New York Daily Sentinel
- Founder(s): Benjamin Day; Willoughby Lynde; William J. Stanley;
- Publisher: Andrews and Stanley
- Founded: February 15, 1830
- Ceased publication: March 11, 1833

= New York Daily Sentinel =

One of the first daily newspapers in the United States

The New York Daily Sentinel, founded in 1830, was one of the first daily newspapers in the United States. It was founded by Benjamin Day, Willoughby Lynde, and William J. Stanley. Its publishers were Lynde, Stanley & Co., the Association of Working Men, and George H. Evans.

== History ==
At the time of establishing the New York Daily Sentinel, Day had just one year of experience working for commercial newspapers. Day wanted the paper to be available to as many people as possible, and formally established the Sentinel in 1830, with a low start-up cost supported by Lynde and Stanley. Lynde and Stanley would later launch The New York Transcript in 1834, the year after the Sentinel ceased publication.

The Sentinel aligned itself with the tenets of the New York Working Men's Party, which advocated for the rights of working class New Yorkers, particularly through the use of the press to disseminated knowledge.

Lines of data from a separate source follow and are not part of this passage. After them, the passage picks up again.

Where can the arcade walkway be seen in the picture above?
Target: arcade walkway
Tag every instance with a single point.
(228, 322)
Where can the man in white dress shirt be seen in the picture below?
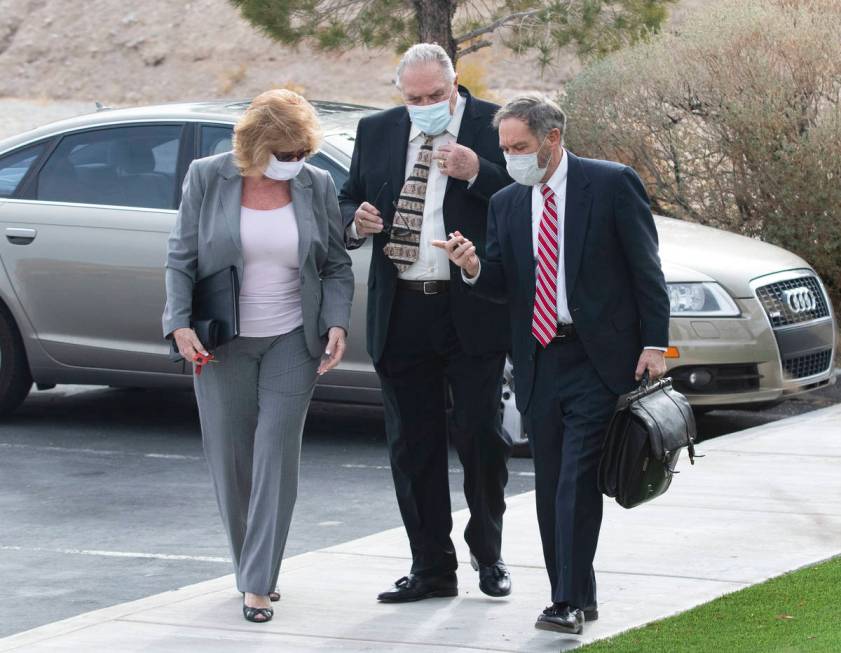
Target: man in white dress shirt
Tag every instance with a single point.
(418, 171)
(572, 251)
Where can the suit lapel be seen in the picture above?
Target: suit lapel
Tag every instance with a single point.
(469, 129)
(230, 197)
(398, 148)
(576, 219)
(301, 188)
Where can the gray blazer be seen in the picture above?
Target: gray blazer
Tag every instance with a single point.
(206, 239)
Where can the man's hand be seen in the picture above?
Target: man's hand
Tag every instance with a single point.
(334, 351)
(457, 161)
(367, 220)
(652, 360)
(188, 343)
(462, 252)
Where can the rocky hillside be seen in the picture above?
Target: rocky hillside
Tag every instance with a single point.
(158, 50)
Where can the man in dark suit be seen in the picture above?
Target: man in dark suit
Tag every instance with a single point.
(572, 250)
(417, 172)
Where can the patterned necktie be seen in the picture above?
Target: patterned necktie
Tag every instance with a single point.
(403, 249)
(544, 323)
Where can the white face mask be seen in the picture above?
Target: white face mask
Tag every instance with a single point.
(525, 168)
(282, 170)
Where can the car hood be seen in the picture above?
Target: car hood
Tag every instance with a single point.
(692, 252)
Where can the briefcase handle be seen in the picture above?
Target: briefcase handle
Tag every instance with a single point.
(646, 387)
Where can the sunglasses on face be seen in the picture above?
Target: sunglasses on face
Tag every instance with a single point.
(289, 156)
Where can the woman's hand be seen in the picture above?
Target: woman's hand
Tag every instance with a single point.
(334, 351)
(188, 343)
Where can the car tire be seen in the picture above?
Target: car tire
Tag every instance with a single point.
(15, 378)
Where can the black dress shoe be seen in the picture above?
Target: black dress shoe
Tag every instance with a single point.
(494, 580)
(561, 618)
(417, 588)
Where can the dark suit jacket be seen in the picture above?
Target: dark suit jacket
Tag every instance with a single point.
(378, 168)
(615, 287)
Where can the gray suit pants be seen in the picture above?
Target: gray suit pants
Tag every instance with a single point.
(252, 406)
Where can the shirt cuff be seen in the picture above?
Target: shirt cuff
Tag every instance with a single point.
(471, 281)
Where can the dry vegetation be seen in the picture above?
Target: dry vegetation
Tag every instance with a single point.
(735, 122)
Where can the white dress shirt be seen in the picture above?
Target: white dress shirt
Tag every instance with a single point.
(433, 263)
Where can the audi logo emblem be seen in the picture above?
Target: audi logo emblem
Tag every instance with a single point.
(800, 300)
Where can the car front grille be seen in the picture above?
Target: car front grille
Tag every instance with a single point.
(800, 367)
(793, 301)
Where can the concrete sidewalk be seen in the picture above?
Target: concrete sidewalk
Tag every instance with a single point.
(762, 502)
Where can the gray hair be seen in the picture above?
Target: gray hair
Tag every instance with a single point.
(423, 53)
(540, 113)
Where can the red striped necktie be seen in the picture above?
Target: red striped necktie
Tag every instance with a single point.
(544, 323)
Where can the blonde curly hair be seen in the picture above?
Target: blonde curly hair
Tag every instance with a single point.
(277, 121)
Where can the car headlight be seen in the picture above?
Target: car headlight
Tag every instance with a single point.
(706, 299)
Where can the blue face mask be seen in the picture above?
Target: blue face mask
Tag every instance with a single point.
(431, 119)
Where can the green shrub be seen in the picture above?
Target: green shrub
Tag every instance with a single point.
(735, 122)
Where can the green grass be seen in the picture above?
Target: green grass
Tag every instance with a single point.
(800, 611)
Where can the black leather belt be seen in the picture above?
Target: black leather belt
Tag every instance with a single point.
(425, 287)
(565, 333)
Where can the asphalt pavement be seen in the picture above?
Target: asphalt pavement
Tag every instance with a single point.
(105, 497)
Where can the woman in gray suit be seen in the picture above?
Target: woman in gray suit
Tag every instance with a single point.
(276, 219)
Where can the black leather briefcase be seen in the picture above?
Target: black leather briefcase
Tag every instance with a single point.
(215, 310)
(646, 434)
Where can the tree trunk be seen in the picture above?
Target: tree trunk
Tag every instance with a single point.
(435, 23)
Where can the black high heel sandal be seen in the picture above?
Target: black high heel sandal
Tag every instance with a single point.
(252, 614)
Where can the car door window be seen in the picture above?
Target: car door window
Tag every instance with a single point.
(14, 166)
(215, 139)
(339, 174)
(119, 166)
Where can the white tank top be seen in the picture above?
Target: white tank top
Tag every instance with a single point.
(270, 293)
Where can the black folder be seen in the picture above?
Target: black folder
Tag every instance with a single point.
(215, 311)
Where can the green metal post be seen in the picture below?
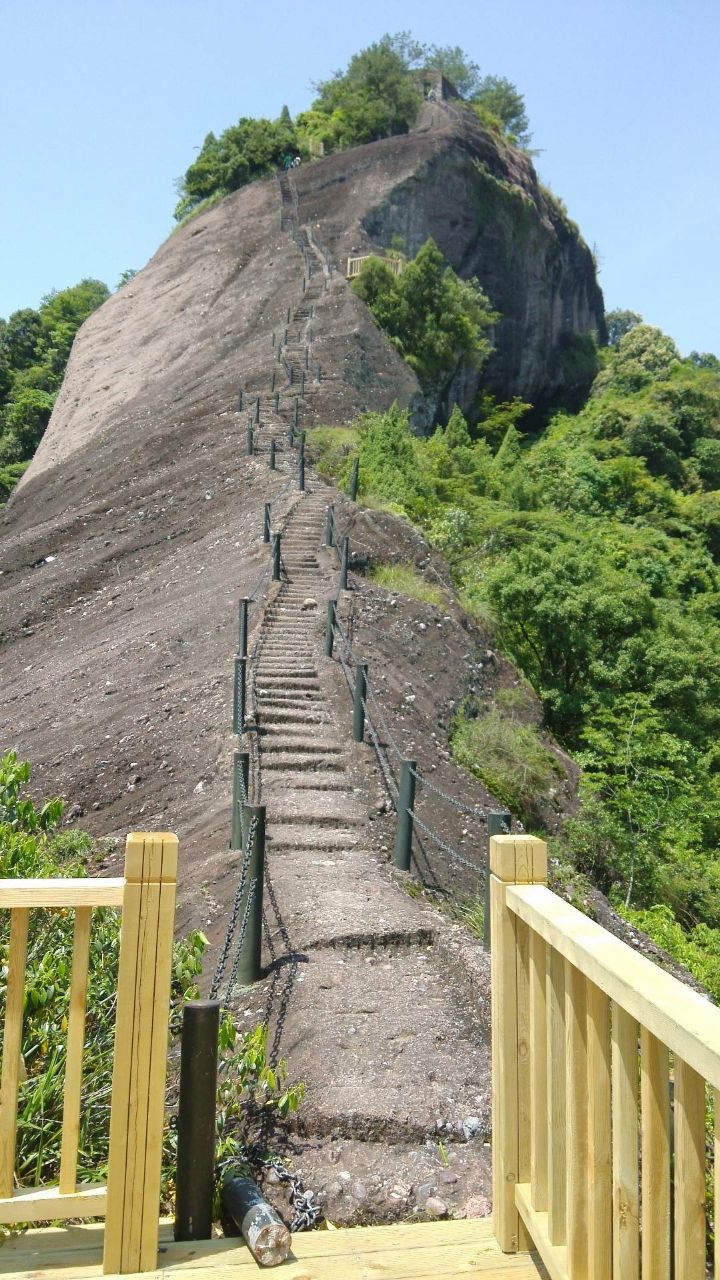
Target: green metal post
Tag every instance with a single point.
(238, 694)
(360, 696)
(499, 824)
(329, 627)
(195, 1180)
(405, 805)
(249, 969)
(242, 608)
(240, 785)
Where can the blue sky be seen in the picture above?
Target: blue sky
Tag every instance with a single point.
(104, 104)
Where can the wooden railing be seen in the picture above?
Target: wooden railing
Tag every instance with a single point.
(601, 1068)
(355, 264)
(130, 1202)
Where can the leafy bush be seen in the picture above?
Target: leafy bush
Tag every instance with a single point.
(405, 580)
(434, 319)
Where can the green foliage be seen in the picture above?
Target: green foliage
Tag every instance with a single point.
(434, 319)
(405, 580)
(35, 347)
(507, 757)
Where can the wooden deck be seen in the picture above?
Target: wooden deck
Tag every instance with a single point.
(423, 1251)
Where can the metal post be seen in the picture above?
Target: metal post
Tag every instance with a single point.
(195, 1180)
(240, 785)
(360, 696)
(329, 627)
(249, 968)
(238, 694)
(405, 805)
(499, 824)
(242, 608)
(343, 560)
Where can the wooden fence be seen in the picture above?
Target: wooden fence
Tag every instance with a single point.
(602, 1068)
(130, 1202)
(355, 264)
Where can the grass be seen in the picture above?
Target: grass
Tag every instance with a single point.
(405, 580)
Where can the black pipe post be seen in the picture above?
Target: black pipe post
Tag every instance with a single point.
(240, 785)
(405, 805)
(238, 694)
(242, 609)
(343, 560)
(195, 1182)
(360, 698)
(329, 627)
(499, 824)
(249, 969)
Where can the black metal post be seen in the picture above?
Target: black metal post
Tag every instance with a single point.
(242, 608)
(249, 968)
(195, 1182)
(499, 824)
(238, 694)
(240, 785)
(360, 696)
(405, 805)
(343, 560)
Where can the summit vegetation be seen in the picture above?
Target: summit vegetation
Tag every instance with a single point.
(591, 549)
(378, 95)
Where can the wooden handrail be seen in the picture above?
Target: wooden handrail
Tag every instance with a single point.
(591, 1041)
(131, 1200)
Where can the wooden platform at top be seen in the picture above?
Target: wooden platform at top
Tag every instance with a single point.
(422, 1251)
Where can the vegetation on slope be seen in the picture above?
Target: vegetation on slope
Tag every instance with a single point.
(377, 96)
(35, 347)
(592, 551)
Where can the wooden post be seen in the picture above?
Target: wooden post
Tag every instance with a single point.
(141, 1048)
(513, 860)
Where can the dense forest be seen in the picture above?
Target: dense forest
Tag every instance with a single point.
(377, 96)
(35, 347)
(591, 551)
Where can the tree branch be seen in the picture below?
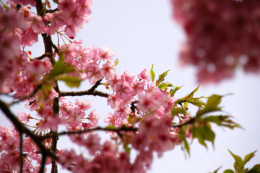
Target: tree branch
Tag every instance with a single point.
(52, 10)
(90, 91)
(123, 128)
(192, 120)
(21, 152)
(21, 128)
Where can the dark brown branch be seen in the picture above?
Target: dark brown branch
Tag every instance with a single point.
(52, 10)
(43, 163)
(21, 152)
(191, 121)
(126, 129)
(82, 93)
(22, 129)
(41, 57)
(48, 44)
(91, 91)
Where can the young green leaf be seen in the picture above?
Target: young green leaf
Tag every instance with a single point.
(228, 171)
(222, 120)
(192, 93)
(238, 165)
(216, 171)
(211, 105)
(255, 169)
(5, 6)
(203, 134)
(248, 157)
(165, 85)
(70, 80)
(177, 110)
(173, 91)
(152, 74)
(161, 77)
(116, 62)
(127, 149)
(60, 68)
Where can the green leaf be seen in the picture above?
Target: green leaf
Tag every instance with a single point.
(216, 171)
(203, 134)
(238, 165)
(211, 105)
(177, 110)
(70, 80)
(110, 128)
(255, 169)
(186, 146)
(60, 68)
(248, 157)
(161, 77)
(127, 149)
(173, 91)
(152, 74)
(116, 62)
(5, 6)
(192, 93)
(222, 120)
(165, 85)
(228, 171)
(195, 101)
(214, 101)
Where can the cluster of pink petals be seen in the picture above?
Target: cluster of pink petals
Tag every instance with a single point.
(221, 35)
(131, 97)
(10, 155)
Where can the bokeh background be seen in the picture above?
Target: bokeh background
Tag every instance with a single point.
(142, 33)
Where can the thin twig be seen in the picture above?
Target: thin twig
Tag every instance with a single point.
(91, 91)
(40, 57)
(91, 130)
(192, 120)
(82, 93)
(43, 163)
(21, 152)
(52, 11)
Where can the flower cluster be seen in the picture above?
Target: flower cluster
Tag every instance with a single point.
(221, 35)
(141, 117)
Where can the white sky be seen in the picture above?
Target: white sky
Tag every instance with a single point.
(142, 33)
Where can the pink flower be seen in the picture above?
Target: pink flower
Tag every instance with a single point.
(94, 73)
(144, 76)
(147, 102)
(111, 119)
(76, 115)
(123, 90)
(93, 117)
(128, 77)
(66, 158)
(106, 54)
(138, 86)
(24, 117)
(84, 105)
(92, 143)
(122, 111)
(36, 23)
(66, 5)
(52, 123)
(113, 101)
(116, 79)
(108, 70)
(84, 6)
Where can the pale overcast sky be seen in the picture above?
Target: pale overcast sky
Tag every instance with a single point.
(142, 33)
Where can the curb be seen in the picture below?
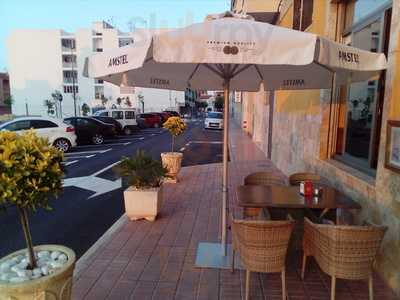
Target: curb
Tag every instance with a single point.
(107, 236)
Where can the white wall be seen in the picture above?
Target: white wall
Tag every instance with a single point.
(35, 70)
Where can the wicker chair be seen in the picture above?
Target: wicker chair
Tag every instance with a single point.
(346, 252)
(262, 247)
(260, 178)
(296, 178)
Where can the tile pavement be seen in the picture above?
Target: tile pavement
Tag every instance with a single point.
(155, 260)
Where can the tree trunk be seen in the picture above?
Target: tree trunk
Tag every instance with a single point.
(28, 238)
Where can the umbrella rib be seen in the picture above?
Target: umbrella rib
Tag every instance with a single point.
(241, 70)
(213, 70)
(259, 72)
(194, 71)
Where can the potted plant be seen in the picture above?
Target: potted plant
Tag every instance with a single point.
(30, 172)
(173, 160)
(144, 175)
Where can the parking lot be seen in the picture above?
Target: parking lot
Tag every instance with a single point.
(92, 199)
(82, 153)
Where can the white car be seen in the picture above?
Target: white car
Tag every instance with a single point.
(214, 120)
(125, 116)
(60, 135)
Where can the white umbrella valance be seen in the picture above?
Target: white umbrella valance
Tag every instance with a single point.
(257, 52)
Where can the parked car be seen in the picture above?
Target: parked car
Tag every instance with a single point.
(91, 130)
(59, 134)
(164, 116)
(125, 116)
(112, 121)
(214, 120)
(172, 113)
(150, 120)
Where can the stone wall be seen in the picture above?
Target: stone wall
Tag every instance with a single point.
(300, 138)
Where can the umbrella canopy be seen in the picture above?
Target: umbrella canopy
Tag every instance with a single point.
(233, 52)
(203, 55)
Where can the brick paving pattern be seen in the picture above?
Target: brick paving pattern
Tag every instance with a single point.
(155, 260)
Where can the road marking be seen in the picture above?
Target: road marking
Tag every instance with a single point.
(86, 152)
(76, 157)
(106, 168)
(205, 142)
(129, 140)
(68, 163)
(95, 184)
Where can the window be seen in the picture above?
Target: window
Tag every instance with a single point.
(118, 115)
(302, 14)
(37, 124)
(68, 44)
(129, 114)
(213, 115)
(70, 76)
(360, 118)
(68, 89)
(125, 41)
(82, 122)
(103, 114)
(19, 125)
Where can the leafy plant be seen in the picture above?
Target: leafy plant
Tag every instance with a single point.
(50, 105)
(85, 109)
(219, 103)
(128, 102)
(175, 126)
(8, 101)
(142, 171)
(30, 172)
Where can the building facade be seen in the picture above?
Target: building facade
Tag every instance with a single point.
(4, 93)
(344, 139)
(41, 62)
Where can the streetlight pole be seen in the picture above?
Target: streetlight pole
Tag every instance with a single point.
(73, 80)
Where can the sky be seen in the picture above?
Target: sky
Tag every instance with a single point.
(123, 14)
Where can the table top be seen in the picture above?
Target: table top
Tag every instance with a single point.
(289, 197)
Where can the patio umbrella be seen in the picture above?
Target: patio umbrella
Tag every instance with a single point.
(235, 53)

The New York Daily Sentinel ceased publication on March 11, 1833. Day subsequently founded another newspaper, The Sun, with the motto, "It shines for everyone". By the middle of the 19th century, The Sun was the most widely circulated American newspaper, and, priced at one cent per copy, it was part of what became known in New York City as the Penny Press. George Henry Evans, founder of The Man and inspiration for the Homestead Act of 1862, eventually bought the paper from Day.